Of course, it’s not a given, if we are unable to revive the investment cycle or are faced with political instability. Then, it’s difficult to visualise sustained returns. But I believe the odds are in favour of a positive rather than a negative outcome.
Your advice to investors at this time?
I believe, it is the ideal time to acquire equity assets. Without being biased or cynical about the performance of recent years, if an investor sees the argument dispassionately, he or she would very likely come to this same conclusion. If uncertain about the timing, the investor should spread the investments in equity over a six to 12-month period, using systematic investment plans.
Which sectors are top on your radar this year?
In calendar year 2011, we focused on consumption, brand power, free cash flows, risk awareness , leaders, debt-free or low debt companies. Now, in CY12 and CY13, these are the times when we will look at de-leveraging stories. We would look to buy companies which are leveraged but still generating free cash flows from the business, and they will get de-leveraged. Across sectors, we are looking for companies which have done a lot of capex, increased capacities. For instance, in cement the capex cycle has come to standstill. The same goes for power, steel & textiles. If our outlook on a sector is good and we believe a company is going to generate strong operating cash flows, we are interested in it.

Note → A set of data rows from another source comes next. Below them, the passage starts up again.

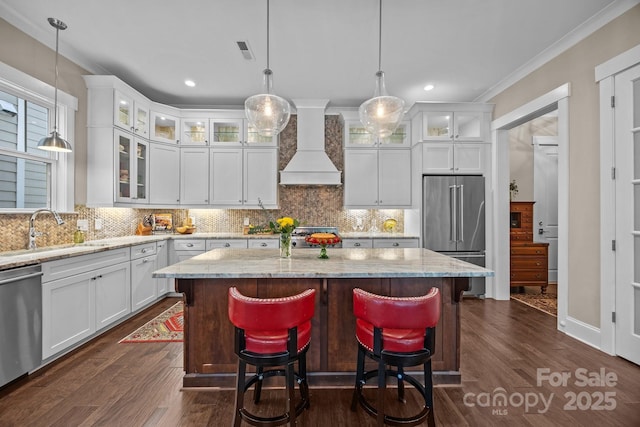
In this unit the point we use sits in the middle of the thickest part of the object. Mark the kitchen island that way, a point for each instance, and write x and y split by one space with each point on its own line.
209 359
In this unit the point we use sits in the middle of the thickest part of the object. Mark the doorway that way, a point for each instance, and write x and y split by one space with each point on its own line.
557 99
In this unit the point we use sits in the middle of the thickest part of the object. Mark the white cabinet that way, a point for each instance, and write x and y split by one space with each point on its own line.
81 295
164 174
194 176
226 244
235 131
132 162
163 284
263 243
241 177
184 249
143 286
377 178
113 296
453 158
131 114
194 131
400 242
356 136
357 243
165 128
452 125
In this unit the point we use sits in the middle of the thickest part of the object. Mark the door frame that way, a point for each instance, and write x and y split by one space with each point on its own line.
604 76
499 288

We are also looking at sectors where most of the players are losing money and the cycle is bottoming out, be it aviation, telecom or public sector banks. These are the themes, but the principle remains to buy the best company within these sectors.
Are investors and companies expecting much from the Reserve Bank of India (RBI)?
Monetary policy has its limitations. The central bank will utilise all its ammunition and still we will not get the desired outcome, unless it works along with strong fiscal policy. RBI cannot do the heavy lifting all the time. Greater discipline on the fiscal account is imperative for monetary action to work effectively. Investors and corporates are right to expect both, the government and the central bank, to work in tandem to turn the economy around. And, I believe increasingly that they are.